Gitmo is not closed and may not be for some time if at all. And to claim he will work with members of the United Nations to combat terrorism is as impotent as the record on such things to date. The President ran a campaign that included withdrawal from Iraq and something similar for Afghanistan. They inflamed the antiwar sentiment in cooperation with far left activist organizations as a ploy to win the election. Now they are faced with the grim reality such promises are not so easy and elections have consequences.
So in terms of the eight or nine months, depending on your math skills, that the President has been in office little if anything has been accomplished. Gitmo, Iraq and Afghanistan are still issues in search of solutions. What comes next in the Obama speech just piles on to the misstatements about his time in office.
Eliminating nukes, peace in the Middle East and climate change are the next items the President tries to claim as successful performance. A little premature given the nuke situation regarding Iran and North Korea at least without any discussion of the earliest members of the Nuke Club. Some slack can be afforded the President to any discussion of Middle East peace as many before him have struggled with this issue and there is little optimism his term in office will fare any better. The climate change topic is merely pandering to a particular sentiment not shared by all. It is likely the President and former or current community organizer sees some political value in this pursuit.
The President continues by expressing what he accomplished in terms of the the economic conditions around the world through the G20 and he appears to be again asking forgiveness by emphasizing a ‘re-engagement’ with the UN by joining various groups, offering money and appeasement in general. No wonder those around the planet pleased with his election maintain such an attitude. Any one who will roll over that easily makes their agendas that much easier to advance. This is not a positive sign that Obama intends to defend the interests of the US or the American people.
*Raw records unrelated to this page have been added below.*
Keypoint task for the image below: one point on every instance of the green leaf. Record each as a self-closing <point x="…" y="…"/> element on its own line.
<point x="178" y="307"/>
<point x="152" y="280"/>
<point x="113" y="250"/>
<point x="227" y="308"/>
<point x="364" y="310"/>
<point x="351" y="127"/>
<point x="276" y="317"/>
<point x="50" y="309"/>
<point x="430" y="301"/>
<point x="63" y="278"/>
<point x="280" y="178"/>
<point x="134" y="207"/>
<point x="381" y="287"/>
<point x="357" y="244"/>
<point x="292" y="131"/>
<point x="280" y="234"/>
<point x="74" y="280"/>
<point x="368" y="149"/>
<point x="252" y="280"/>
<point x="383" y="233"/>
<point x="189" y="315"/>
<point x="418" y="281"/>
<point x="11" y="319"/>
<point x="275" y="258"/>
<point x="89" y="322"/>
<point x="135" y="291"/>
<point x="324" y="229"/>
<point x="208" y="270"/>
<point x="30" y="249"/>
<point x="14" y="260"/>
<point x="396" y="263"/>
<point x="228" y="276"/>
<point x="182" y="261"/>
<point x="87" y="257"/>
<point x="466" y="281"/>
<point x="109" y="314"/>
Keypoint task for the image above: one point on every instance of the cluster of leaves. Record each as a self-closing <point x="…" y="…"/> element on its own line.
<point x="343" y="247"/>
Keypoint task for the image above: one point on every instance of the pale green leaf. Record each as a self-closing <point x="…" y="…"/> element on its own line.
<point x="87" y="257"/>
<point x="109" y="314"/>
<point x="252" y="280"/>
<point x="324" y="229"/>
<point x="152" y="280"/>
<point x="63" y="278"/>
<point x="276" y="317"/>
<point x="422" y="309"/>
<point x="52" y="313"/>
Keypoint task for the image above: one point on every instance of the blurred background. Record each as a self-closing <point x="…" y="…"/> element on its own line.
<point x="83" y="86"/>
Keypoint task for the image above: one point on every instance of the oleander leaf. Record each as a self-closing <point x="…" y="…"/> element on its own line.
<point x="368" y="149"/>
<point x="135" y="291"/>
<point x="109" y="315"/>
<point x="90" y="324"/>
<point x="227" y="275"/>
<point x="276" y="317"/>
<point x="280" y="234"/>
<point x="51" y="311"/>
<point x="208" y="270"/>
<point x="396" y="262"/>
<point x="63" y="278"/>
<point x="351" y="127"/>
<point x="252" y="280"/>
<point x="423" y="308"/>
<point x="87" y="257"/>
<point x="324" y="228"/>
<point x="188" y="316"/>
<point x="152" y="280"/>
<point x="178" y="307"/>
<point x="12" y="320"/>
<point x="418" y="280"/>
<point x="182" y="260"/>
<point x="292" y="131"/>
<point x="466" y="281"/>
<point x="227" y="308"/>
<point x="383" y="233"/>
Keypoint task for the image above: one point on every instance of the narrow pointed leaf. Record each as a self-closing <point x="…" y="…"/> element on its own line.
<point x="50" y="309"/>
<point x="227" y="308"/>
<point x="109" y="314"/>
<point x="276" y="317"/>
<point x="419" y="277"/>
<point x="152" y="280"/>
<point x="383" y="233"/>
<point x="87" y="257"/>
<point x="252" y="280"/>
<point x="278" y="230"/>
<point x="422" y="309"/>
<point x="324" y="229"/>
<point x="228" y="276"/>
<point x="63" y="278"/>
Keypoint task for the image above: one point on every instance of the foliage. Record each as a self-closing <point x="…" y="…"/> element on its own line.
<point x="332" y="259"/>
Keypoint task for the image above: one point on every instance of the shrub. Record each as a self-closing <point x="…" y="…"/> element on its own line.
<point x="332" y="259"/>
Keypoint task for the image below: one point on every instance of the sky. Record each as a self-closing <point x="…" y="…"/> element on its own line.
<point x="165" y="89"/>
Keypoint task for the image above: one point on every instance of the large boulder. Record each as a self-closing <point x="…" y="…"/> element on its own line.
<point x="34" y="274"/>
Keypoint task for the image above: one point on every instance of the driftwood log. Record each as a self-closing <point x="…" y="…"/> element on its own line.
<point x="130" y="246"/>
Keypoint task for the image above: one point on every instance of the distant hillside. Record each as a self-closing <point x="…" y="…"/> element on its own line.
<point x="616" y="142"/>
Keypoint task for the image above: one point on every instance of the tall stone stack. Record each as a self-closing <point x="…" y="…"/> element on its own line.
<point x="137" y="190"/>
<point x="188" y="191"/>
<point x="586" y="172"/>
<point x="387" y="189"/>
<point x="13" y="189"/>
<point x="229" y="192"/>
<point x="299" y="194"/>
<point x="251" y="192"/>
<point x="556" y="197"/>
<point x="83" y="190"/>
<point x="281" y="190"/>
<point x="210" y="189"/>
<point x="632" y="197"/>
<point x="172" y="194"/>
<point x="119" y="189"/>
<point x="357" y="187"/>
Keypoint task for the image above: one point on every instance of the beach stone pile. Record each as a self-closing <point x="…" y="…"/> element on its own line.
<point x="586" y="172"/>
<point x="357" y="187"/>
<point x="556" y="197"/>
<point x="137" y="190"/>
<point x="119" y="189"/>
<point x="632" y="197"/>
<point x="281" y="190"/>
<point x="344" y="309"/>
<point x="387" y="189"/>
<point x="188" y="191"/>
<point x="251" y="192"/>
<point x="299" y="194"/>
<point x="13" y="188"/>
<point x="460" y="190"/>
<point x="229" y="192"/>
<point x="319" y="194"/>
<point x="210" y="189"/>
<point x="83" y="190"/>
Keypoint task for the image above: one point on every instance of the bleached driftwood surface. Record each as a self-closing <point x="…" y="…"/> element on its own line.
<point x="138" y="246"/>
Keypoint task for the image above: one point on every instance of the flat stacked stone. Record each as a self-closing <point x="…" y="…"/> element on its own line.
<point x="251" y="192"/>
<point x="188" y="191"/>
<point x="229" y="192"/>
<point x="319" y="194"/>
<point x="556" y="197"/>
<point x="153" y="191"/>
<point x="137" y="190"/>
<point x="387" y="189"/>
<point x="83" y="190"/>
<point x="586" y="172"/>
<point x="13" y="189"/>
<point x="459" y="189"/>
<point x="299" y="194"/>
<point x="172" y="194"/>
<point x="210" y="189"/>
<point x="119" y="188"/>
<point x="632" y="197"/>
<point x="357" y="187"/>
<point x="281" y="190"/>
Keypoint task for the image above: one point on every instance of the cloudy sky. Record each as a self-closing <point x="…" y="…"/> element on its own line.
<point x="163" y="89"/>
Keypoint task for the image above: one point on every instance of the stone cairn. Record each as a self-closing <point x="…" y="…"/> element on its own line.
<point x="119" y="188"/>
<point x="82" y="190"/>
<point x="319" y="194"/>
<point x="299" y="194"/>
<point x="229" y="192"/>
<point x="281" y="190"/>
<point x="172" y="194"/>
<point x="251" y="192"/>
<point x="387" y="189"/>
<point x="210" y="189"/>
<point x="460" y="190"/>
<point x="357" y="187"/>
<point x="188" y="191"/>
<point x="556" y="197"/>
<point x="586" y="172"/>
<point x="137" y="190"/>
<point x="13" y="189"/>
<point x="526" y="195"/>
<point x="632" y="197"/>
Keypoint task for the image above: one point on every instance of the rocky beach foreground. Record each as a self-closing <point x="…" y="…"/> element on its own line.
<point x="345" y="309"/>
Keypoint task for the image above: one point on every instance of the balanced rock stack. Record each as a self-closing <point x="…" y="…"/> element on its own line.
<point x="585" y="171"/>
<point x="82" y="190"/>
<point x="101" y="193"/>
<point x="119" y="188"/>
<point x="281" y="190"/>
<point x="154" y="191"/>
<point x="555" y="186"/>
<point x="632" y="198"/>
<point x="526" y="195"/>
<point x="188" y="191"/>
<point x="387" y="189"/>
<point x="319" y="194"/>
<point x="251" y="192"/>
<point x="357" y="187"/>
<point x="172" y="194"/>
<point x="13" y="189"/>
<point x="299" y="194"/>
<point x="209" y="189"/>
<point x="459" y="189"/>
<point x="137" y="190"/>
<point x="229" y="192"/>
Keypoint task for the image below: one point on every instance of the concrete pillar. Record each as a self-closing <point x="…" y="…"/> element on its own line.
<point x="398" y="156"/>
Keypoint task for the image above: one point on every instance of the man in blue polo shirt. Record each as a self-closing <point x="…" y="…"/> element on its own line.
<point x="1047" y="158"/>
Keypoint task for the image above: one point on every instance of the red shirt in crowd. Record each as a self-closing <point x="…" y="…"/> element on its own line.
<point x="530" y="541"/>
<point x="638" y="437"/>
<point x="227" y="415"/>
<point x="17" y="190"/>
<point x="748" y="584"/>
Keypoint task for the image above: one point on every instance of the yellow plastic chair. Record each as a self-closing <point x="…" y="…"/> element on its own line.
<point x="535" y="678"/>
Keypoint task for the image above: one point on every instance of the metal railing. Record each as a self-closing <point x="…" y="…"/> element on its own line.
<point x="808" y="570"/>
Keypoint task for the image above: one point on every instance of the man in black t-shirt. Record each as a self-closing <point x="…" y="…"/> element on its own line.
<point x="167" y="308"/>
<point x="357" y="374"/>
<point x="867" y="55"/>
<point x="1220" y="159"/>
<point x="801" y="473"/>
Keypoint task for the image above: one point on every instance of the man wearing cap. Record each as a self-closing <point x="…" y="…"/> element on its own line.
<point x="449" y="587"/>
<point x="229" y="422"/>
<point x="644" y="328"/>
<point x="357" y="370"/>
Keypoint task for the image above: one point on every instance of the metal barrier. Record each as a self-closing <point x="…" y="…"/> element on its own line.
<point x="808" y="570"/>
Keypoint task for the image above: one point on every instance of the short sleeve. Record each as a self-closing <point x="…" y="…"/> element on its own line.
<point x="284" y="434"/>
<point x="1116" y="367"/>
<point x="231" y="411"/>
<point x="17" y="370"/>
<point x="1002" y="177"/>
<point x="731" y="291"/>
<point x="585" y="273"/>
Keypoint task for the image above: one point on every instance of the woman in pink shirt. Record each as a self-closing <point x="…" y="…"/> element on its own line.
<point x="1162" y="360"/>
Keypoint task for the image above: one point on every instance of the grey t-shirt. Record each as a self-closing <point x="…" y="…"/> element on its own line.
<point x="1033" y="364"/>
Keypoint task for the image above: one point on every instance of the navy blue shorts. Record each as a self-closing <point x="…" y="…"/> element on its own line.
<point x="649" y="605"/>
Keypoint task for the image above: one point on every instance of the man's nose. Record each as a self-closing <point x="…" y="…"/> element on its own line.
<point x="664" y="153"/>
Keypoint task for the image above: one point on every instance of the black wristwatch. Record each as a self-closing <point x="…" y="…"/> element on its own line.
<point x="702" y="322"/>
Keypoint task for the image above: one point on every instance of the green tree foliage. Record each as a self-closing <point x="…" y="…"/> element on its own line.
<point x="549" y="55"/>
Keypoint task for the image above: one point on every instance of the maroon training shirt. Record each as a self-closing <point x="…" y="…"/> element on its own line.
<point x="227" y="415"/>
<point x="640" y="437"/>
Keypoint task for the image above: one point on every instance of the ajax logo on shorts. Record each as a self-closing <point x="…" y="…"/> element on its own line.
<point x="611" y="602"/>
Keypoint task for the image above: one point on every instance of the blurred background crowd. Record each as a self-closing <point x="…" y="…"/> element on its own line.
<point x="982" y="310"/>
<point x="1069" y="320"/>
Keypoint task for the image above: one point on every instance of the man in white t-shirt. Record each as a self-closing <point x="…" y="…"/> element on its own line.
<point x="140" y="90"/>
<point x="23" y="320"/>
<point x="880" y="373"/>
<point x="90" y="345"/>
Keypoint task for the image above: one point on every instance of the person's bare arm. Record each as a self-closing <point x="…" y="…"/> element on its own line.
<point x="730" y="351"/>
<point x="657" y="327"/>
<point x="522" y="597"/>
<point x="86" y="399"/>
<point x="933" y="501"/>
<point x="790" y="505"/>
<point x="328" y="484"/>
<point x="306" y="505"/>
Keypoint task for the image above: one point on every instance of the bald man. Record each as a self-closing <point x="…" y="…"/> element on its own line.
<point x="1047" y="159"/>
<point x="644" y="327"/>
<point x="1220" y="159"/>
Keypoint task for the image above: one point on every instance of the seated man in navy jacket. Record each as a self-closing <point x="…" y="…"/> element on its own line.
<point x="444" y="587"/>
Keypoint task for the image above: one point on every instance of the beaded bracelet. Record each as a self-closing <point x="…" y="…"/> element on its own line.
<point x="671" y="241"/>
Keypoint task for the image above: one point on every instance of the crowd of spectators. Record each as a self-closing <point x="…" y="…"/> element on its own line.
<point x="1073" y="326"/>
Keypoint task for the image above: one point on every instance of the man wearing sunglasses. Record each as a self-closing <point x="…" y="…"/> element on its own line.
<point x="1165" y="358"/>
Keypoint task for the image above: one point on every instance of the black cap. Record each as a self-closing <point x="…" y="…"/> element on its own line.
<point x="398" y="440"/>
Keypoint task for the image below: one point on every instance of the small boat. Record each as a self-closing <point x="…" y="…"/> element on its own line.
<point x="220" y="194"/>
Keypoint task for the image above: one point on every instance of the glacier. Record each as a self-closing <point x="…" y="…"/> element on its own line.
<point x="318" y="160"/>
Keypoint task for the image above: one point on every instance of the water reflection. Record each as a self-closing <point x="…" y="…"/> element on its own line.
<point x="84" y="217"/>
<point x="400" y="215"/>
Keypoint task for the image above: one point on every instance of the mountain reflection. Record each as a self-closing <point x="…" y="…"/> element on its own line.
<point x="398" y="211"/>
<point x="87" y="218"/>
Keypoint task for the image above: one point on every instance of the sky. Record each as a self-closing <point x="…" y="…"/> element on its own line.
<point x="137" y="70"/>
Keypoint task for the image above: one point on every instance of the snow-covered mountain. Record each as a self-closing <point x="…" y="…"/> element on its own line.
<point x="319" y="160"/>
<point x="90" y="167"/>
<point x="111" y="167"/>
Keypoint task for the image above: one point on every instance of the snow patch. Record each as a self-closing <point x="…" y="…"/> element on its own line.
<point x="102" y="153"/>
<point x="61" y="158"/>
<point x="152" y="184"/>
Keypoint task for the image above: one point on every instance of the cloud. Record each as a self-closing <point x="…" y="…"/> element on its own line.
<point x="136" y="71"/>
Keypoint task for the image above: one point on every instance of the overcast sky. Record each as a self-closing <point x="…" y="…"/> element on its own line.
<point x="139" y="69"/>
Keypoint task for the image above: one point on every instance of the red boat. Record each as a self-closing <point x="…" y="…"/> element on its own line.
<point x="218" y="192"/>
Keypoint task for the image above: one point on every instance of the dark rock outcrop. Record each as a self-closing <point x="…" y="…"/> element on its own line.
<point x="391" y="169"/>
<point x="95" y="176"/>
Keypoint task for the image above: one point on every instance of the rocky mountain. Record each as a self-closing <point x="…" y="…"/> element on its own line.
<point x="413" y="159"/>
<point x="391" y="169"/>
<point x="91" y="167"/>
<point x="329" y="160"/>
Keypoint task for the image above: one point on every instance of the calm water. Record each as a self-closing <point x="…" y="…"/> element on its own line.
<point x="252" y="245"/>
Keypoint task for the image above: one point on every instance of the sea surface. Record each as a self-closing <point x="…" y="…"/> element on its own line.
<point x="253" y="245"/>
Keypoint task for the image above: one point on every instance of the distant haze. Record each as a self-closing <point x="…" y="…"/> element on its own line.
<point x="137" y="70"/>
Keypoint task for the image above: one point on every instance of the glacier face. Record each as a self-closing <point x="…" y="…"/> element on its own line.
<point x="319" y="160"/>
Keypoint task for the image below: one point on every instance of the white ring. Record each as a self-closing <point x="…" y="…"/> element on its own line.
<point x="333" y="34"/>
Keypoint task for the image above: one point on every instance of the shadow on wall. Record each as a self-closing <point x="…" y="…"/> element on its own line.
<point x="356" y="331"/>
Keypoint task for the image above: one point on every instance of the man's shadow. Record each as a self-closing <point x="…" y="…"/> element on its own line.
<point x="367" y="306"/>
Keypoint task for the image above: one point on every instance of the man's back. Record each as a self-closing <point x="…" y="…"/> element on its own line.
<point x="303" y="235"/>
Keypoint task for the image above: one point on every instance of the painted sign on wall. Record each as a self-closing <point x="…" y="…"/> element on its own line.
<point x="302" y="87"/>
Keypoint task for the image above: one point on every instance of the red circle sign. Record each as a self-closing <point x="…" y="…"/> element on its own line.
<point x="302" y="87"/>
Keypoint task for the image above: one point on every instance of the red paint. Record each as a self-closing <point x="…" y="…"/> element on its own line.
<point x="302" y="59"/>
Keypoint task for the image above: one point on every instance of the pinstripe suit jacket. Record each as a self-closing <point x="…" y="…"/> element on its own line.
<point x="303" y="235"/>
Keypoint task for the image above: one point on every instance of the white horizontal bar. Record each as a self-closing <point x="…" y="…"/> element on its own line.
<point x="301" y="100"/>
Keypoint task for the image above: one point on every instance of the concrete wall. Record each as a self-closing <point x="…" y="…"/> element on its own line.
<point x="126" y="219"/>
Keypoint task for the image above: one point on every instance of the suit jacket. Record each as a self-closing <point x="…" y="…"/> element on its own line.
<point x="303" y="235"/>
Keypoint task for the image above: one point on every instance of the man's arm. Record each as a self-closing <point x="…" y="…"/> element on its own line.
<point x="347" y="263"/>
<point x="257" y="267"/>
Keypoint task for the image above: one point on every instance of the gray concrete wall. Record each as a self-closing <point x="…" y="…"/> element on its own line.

To this point in the speech transcript the President has accomplished little if anything yet states ‘this is what we have done’. He then goes on to discuss inaction and not getting things done which only serve to strengthen the uselessness of the body he was addressing. Everything that comes out of the UN is worthless. Maybe the President’s strategy was to follow that theme for his address. He mentions the dire circumstances needing attention. Shows that he has done nothing. Claims success for merely mentioning the issues. And encourages others to do something about it. All this and a sprinkling of mea culpas on behalf of the country whose interests he said he would never apologize for defending….. the United States. Is he faithfully executing his oath of office?
Here’s a direct quote from the speech as the final item for this post. It is President Obama speaking about the United Nations.
This body was founded on the belief that the nations of the world could solve their problems together. Franklin Roosevelt, who died before he could see his vision for this institution become a reality, put it this way – and I quote: “The structure of world peace cannot be the work of one man, or one party, or one Nation…. It cannot be a peace of large nations – or of small nations. It must be a peace which rests on the cooperative effort of the whole world.”
Simply starting an organization based initially on a pleasant sentiment provides no solution without willing participants. It is a little naive to expect world peace from an entity as corrupt as any other on the planet. Whether the UN continues to exist or is abandoned or replaced it is unlikely such efforts will succeed in bringing peace to the world until all the earth’s inhabitants honestly seek this end simultaneously. The probability of that happening any time soon is remote at best.
A call by President Obama for specific remedies to current conflict in the world would be the preferred choice. To present a challenge to other members of the UN to respond properly or risk appearing as co-conspirators to those conflicts may have initiated effective action. But then that is not the aim of the UN or the current American President.